Der ruhigste Ort, den man sich denken kann

„Mit Lisa-Pathfinder haben wir den ruhigsten der Menschheit bekannten Ort geschaffen“, sagt Karsten Danzmann, Direktor am MPI laut einer Mitteilung. „Die Leistung der Mission ist spektakulär und übertrifft alle Erwartungen bei weitem.“ Die Ergebnisse zeigen, dass die Testmassen frei im Weltall fallen und nur dem Einfluss der Schwerkraft unterliegen. "Die Testmassen schweben extrem ruhig", sagt Alvaro Giménez, Esa-Direktor für die Sparte Wissenschaft. Dieses Maß an Kontrolle sei nötig, um niederfrequente Gravitationswellen künftig mit einem Observatorium im Weltall zu detektieren.
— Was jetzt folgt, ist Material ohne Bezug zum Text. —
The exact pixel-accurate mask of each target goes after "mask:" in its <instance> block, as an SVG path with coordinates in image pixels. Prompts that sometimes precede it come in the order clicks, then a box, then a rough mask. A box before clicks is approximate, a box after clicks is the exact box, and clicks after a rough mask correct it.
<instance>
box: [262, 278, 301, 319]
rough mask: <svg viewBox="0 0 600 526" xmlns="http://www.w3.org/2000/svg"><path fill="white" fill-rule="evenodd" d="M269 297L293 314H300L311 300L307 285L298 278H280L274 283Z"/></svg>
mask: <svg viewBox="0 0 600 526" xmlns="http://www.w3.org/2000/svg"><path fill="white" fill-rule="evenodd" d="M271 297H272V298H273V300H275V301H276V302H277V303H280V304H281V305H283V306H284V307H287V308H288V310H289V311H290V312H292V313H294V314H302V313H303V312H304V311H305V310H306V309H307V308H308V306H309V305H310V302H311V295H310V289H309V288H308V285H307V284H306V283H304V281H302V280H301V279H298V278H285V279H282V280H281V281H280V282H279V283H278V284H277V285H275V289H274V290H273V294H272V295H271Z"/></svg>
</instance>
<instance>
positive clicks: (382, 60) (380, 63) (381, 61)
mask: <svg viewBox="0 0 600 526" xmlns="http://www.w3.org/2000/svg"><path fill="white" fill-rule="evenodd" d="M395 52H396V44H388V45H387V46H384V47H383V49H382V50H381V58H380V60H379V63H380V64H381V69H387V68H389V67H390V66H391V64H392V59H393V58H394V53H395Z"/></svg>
Danzmann zufolge hat Lisa Pathfinder demonstriert, dass die Schlüsseltechnologien für einen solchen Detektor verfügbar sind. Damit scheint der Bau eines Gravitationswellenobservatoriums machbar zu sein. Geld und politischen Willen vorausgesetzt, könnte es schon morgen losgehen, zitiert die "Deutsche Welle" den MPI-Direktor. Allerdings steht sein Vorhaben in Konkurrenz zu anderen Weltraumprojekten. Als nächste große Mission ist "Athena" ausgewählt. Dabei soll ab 2028 Hochenergie-Astrophysik betrieben werden, um beispielsweise heiße Gaswolken und Schwarze Löcher genauer zu erforschen. Die Gravitationsphysiker rechnen damit, dass die Esa im Lauf dieses Jahres entsprechende Missionskonzepte für Lisa anfordert und 2020 darüber entscheidet.

Lisa Pathfinder wird noch mindestens drei Monate weiter arbeiten. Nachdem das Technologie-Paket getestet wurde, soll in den nächsten drei Monaten das „Disturbance Reduction System“ des Jet Propulsion Laboratory der Nasa getestet werden.